Una de las herramientas que los directores y directoras de cualquier colectivo musical ostentan es la mecánica de la dirección. La técnica gestual que configura el proceso a través del cual el movimiento, fundamentalmente, de las manos y los brazos ilustran una idea musical expresiva, simbólica y congruente con la partitura.

Aunque obvio, conviene sostener el argumento de que el sonido lo realizan los músicos que configuran el orgánico. El director o directora tan solo alienta para la transformación del gesto en sonido, si bien es cierto que esa transmutación quasi poética, tiene mucho que ver con el liderazgo que se sustenta sobre una verdadera y profunda técnica.

Cabría, por tanto, habitar el espacio que existe en los límites de la eficacia para vislumbrar el verdadero efecto del gesto sobre los músicos y de estos sobre el sonido que propician. Este contexto debiera ser útil para definir qué es dirigir correctamente sin caer en cierta arbitrariedad.

Conviene sostener el argumento de que el sonido lo realizan los músicos que configuran el orgánico. El director o directora tan solo alienta para la transformación del gesto en sonido.

Cuando hablamos de la praxis instrumental, no cabe duda de dónde se hayan los contornos de lo objetivo. Podríamos reducir los indicadores a cuatro fundamentales, a saber, precisión, tangencialidad del error, fidelidad del texto e impacto estético. Pero cuando hablamos de dirigir, ¿dónde podemos poner las cotas de dichos indicadores?

Se dirá que un director o directora es espectacular, que mantiene candente la tensión de los músicos, que realiza bellos vuelos con sus brazos en una suerte de parafernalia de la coreografía gestual (esta última definición es de mi colega y, sin embargo, amiga Paula Torres Ayala) o que realiza una versión alternativa. ¿Son estos realmente los aspectos para definir la calidad de un director o directora? 

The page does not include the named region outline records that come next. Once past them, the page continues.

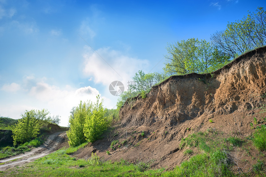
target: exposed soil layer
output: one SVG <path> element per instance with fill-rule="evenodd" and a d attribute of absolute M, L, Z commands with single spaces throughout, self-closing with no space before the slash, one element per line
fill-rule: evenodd
<path fill-rule="evenodd" d="M 45 156 L 62 147 L 67 139 L 65 132 L 57 132 L 50 135 L 40 147 L 30 152 L 0 160 L 0 171 L 21 165 Z"/>
<path fill-rule="evenodd" d="M 266 102 L 265 68 L 266 47 L 263 47 L 211 73 L 171 76 L 153 86 L 146 98 L 139 96 L 135 101 L 126 103 L 120 110 L 121 120 L 103 139 L 74 155 L 88 159 L 96 152 L 105 160 L 152 160 L 154 168 L 171 169 L 189 158 L 179 144 L 193 132 L 212 129 L 222 132 L 220 136 L 225 138 L 244 139 L 255 131 L 250 125 L 254 118 L 260 125 L 265 117 L 258 114 L 261 109 L 258 108 Z M 110 147 L 116 140 L 119 143 Z M 242 164 L 247 170 L 259 154 L 251 146 L 251 156 L 245 157 L 248 164 Z M 239 154 L 245 154 L 241 149 L 238 150 Z M 196 148 L 193 151 L 200 152 Z"/>

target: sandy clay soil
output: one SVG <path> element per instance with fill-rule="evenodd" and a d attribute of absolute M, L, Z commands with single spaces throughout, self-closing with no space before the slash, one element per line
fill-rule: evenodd
<path fill-rule="evenodd" d="M 32 162 L 58 149 L 67 139 L 65 131 L 57 132 L 50 135 L 43 144 L 28 152 L 9 158 L 0 159 L 0 171 Z"/>

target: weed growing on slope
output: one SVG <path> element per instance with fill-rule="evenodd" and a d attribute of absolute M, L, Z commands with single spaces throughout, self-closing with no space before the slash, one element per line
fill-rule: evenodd
<path fill-rule="evenodd" d="M 193 151 L 190 149 L 187 149 L 184 152 L 184 155 L 187 155 L 188 154 L 191 154 L 193 153 Z"/>
<path fill-rule="evenodd" d="M 252 139 L 254 146 L 259 150 L 266 151 L 266 126 L 262 125 L 256 130 Z"/>
<path fill-rule="evenodd" d="M 243 141 L 235 137 L 230 137 L 226 139 L 225 141 L 230 143 L 234 147 L 240 147 L 244 143 Z"/>
<path fill-rule="evenodd" d="M 110 146 L 114 146 L 118 143 L 118 140 L 114 140 L 111 143 Z"/>
<path fill-rule="evenodd" d="M 66 153 L 67 154 L 71 154 L 76 151 L 80 148 L 84 147 L 87 145 L 88 143 L 87 142 L 84 143 L 82 144 L 77 146 L 71 146 L 66 150 Z"/>

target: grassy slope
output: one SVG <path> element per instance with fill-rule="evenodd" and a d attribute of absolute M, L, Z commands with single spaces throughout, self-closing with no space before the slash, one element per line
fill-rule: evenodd
<path fill-rule="evenodd" d="M 265 133 L 266 129 L 264 131 Z M 256 155 L 249 153 L 255 148 L 254 137 L 240 139 L 212 129 L 194 133 L 183 139 L 180 145 L 181 151 L 191 156 L 190 158 L 170 171 L 163 168 L 150 169 L 152 161 L 134 164 L 122 159 L 102 162 L 97 156 L 85 160 L 71 155 L 78 148 L 83 148 L 86 145 L 84 143 L 76 148 L 58 150 L 26 166 L 2 172 L 0 176 L 265 176 L 266 149 Z M 200 152 L 194 152 L 195 149 Z M 238 160 L 234 156 L 236 150 L 244 154 L 243 159 Z M 256 162 L 250 164 L 249 171 L 236 170 L 241 169 L 236 168 L 234 162 L 245 162 L 249 157 L 255 159 Z"/>
<path fill-rule="evenodd" d="M 7 117 L 0 117 L 0 129 L 11 130 L 11 127 L 14 126 L 18 120 Z"/>

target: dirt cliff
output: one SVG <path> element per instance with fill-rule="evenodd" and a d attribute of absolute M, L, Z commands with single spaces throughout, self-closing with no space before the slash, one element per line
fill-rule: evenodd
<path fill-rule="evenodd" d="M 138 96 L 126 103 L 120 110 L 121 121 L 102 139 L 74 155 L 87 159 L 96 152 L 105 160 L 152 160 L 155 168 L 171 169 L 190 158 L 179 145 L 190 134 L 218 131 L 217 138 L 247 137 L 255 131 L 250 124 L 254 118 L 263 122 L 257 113 L 266 102 L 265 67 L 264 47 L 211 73 L 172 76 L 153 86 L 145 98 Z M 114 140 L 119 143 L 111 146 Z M 251 157 L 258 152 L 252 148 L 251 156 L 245 157 L 249 163 L 243 165 L 245 168 L 256 162 Z M 244 154 L 243 149 L 238 151 Z"/>
<path fill-rule="evenodd" d="M 241 55 L 211 73 L 172 76 L 120 111 L 124 125 L 169 126 L 201 116 L 258 107 L 266 93 L 266 47 Z"/>

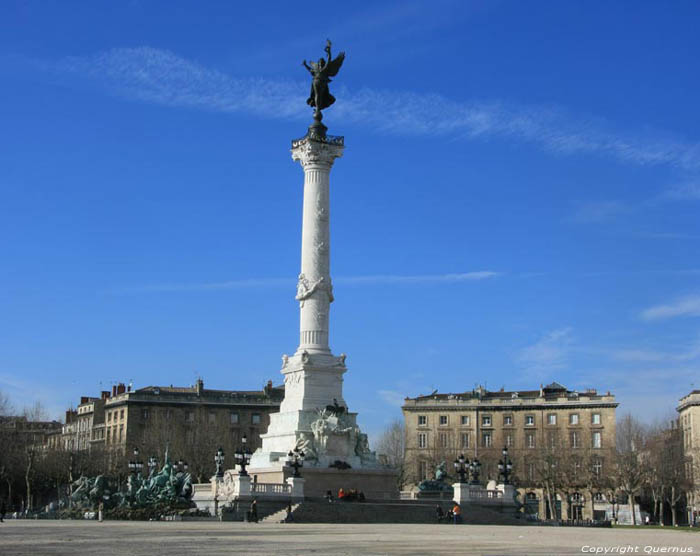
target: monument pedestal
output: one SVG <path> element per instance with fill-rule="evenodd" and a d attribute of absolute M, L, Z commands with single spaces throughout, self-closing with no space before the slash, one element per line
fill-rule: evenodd
<path fill-rule="evenodd" d="M 304 169 L 301 272 L 295 296 L 299 347 L 294 355 L 282 356 L 284 400 L 279 412 L 270 415 L 248 471 L 258 483 L 284 483 L 291 474 L 285 466 L 287 454 L 297 450 L 304 453 L 306 496 L 324 496 L 328 490 L 336 496 L 343 488 L 362 490 L 366 497 L 398 497 L 397 472 L 377 462 L 357 414 L 348 412 L 343 399 L 345 355 L 333 355 L 328 344 L 333 302 L 329 180 L 344 140 L 326 135 L 325 128 L 312 131 L 292 142 L 292 158 Z"/>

Mientras el instrumentista o el cantor están interpretando esforzadamente su partitura, concentrados en la sucesión de notas, haciendo cálculos enigmáticos y cognitivamente complejos para ajustar la afinación con el conjunto, gestionando las respiraciones tanto naturales como expresivas y, en fin, dominando una situación en principio de tensión para ofrecer el mejor resultante sonoro, observamos con frecuencia al director o directora mostrando piruetas e hiperbólicas descargas gestuales ajenas a la esencia del sonido.

Se dirá que un director o directora es espectacular, que mantiene candente la tensión de los músicos, que realiza bellos vuelos con sus brazos en una suerte de parafernalia de la coreografía gestual.

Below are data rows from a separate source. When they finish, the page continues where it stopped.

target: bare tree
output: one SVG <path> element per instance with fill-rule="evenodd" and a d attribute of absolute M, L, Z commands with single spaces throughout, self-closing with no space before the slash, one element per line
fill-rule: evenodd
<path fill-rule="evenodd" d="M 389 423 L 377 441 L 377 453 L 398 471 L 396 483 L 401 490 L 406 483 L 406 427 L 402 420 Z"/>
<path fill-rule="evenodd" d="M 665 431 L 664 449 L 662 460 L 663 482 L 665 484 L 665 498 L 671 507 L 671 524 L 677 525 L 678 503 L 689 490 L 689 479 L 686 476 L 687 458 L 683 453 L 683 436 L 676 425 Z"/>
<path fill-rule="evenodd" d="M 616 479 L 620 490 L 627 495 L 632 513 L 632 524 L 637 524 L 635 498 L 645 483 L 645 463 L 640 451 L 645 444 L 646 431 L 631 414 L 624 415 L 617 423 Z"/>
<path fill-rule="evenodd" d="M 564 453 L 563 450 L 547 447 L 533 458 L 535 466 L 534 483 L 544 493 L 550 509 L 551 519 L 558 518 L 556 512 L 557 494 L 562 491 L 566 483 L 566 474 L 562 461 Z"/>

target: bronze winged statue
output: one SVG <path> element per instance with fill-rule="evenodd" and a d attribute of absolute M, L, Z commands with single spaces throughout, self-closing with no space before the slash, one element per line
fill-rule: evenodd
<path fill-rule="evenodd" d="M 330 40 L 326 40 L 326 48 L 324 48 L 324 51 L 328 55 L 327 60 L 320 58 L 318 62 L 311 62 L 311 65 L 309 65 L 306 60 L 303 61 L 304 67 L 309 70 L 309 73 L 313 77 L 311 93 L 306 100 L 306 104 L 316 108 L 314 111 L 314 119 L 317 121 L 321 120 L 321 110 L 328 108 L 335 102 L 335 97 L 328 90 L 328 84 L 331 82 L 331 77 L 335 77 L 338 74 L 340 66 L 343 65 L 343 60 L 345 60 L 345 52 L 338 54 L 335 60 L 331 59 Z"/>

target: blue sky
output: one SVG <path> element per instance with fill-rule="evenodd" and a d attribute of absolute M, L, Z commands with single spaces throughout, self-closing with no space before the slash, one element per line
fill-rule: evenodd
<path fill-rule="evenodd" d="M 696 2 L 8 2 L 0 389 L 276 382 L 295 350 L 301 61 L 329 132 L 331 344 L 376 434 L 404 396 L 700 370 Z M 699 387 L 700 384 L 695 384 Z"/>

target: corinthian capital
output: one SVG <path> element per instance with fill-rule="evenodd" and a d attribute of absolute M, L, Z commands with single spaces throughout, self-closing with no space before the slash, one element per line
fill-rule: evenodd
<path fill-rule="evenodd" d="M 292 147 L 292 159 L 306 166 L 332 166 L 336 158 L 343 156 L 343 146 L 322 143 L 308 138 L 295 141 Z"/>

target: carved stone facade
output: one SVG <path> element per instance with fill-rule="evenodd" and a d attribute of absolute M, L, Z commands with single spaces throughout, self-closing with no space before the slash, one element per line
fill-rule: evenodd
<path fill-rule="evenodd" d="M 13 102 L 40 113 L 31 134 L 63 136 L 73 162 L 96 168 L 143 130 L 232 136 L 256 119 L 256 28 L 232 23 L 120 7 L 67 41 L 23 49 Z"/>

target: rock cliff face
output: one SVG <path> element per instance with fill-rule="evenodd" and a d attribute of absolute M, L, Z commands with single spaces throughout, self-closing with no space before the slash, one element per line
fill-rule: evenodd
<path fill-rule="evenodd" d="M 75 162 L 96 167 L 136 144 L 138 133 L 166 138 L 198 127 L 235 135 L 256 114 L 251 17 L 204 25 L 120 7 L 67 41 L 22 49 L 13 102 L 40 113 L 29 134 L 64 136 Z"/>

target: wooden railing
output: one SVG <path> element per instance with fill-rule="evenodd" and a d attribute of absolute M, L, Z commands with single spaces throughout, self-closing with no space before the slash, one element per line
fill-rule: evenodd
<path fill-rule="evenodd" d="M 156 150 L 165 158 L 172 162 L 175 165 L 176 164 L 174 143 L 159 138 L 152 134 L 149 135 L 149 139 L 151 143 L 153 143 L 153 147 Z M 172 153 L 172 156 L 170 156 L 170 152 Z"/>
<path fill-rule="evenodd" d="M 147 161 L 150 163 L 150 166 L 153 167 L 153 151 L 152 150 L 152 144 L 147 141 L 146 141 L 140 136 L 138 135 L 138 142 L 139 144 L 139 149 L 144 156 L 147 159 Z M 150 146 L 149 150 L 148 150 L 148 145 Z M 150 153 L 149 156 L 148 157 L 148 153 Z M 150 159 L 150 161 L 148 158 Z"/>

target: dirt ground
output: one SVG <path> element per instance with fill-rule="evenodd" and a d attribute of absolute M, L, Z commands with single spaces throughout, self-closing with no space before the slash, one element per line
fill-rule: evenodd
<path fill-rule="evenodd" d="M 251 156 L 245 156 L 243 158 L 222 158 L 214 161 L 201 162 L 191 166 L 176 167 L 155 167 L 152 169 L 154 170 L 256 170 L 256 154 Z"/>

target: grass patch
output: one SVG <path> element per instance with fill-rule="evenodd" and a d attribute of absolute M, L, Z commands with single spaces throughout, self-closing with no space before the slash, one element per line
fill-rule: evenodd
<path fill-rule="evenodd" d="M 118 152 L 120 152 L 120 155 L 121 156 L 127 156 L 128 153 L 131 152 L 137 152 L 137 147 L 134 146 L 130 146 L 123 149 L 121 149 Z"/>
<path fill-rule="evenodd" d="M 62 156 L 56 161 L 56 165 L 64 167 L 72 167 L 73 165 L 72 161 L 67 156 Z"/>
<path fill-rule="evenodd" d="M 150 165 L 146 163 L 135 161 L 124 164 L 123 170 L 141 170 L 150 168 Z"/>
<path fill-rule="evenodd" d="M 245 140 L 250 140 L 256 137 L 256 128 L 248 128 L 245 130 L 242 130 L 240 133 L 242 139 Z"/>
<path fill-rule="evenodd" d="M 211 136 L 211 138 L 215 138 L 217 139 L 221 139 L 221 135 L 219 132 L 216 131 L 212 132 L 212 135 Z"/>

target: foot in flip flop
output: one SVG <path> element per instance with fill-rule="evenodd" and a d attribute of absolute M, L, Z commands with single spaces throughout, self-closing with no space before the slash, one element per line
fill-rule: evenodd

En estos casos mi apreciación personal (y la que trato de evitar cuando dirijo) es que se está faltando al respeto del músico que lo único que precisa al ser dirigido es no ser molestado.

Dirigir no puede convertirse en un ejercicio histriónico de narcisismo, de culto a la imagen vacua donde se busca más cuál es el plano visual que perpetuar en las redes sociales que la esencial y poco mediática sustancia sonora.